You are correct on all counts, this code is full of lies to the compiler that could bite you. e.g. with different surrounding code, or different compiler versions / options (especially link-time optimization to enable cross-file inlining).

swap_vbufs doesn't even look very efficient, I suspect gcc would do equal or better with a pure C version. https://gcc.gnu.org/wiki/DontUseInlineAsm. stosd is 3 uops on Intel, worse than a regular mov-store + add rdi,4. And making add rdi,4 unconditional would avoid the need for that else block which puts an extra jmp on the (hopefully) fast path where there's no MMIO store to video RAM because the buffers were equal.

(lodsd is only 2 uops on Haswell and newer so that's ok if you don't care about IvyBridge or older).

In kernel code I guess they're avoiding SSE2, even though it's baseline for x86-64, otherwise you'd probably want to use that.
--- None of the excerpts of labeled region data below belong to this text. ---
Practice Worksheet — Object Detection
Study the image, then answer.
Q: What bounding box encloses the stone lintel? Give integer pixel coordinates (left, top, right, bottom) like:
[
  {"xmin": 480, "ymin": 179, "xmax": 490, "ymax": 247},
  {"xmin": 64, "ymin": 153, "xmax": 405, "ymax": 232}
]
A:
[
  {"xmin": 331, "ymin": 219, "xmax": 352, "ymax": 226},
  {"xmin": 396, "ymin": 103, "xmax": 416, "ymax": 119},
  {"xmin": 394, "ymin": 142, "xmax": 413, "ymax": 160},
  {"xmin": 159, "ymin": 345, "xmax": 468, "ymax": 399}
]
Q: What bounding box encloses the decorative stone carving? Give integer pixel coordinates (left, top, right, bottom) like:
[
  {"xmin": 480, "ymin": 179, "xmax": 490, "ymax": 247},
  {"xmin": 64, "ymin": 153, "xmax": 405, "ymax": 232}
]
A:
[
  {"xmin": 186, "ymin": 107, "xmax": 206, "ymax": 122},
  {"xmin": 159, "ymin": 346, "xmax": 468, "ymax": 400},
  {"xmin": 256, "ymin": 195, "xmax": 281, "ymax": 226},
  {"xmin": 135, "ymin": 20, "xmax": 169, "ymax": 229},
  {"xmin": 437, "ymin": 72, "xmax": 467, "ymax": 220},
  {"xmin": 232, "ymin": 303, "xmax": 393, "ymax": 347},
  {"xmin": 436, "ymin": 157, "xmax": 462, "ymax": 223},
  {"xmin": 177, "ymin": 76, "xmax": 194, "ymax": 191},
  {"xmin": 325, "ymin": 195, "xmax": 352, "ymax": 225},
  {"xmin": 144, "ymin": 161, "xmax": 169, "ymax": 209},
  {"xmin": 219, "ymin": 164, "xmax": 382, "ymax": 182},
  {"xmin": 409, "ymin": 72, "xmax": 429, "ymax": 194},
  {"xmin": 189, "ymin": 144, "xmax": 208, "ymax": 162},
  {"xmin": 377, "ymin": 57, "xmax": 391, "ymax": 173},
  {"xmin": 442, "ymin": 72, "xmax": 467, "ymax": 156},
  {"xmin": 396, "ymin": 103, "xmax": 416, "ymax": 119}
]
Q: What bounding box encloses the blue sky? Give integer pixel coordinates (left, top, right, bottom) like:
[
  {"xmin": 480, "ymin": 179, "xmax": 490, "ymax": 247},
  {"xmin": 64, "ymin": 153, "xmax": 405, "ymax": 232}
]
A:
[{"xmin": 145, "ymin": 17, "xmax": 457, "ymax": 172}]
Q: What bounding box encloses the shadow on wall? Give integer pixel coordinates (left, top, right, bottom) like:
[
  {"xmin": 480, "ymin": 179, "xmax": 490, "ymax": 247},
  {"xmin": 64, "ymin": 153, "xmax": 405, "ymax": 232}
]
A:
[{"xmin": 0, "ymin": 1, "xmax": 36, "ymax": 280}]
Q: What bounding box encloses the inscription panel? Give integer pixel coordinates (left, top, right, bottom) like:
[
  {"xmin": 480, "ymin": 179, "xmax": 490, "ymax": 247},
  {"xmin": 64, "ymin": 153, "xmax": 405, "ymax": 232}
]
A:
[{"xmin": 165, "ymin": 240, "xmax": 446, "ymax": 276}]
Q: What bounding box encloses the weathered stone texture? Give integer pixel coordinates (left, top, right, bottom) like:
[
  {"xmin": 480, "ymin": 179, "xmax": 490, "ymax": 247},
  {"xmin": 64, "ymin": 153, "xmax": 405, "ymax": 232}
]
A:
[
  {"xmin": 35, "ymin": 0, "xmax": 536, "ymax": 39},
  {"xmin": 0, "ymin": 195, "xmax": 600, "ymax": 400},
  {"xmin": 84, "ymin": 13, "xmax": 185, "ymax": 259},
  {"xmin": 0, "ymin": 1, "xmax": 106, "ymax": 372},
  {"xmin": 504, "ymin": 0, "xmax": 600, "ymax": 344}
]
For a normal memory destination, you'd just memcpy with rep movsd or ERMSB rep movsb, but I guess the point here is to avoid MMIO stores when possible by checking against a cached copy of video RAM. Still, unconditional streaming stores with movnti might be efficient, unless video RAM is mapped UC (uncacheable) instead of WC.


It's easy to construct examples where this really does break in practice, by e.g. using the relevant C variable again after the inline asm statement in the same function. (Or in a parent function which inlined the asm).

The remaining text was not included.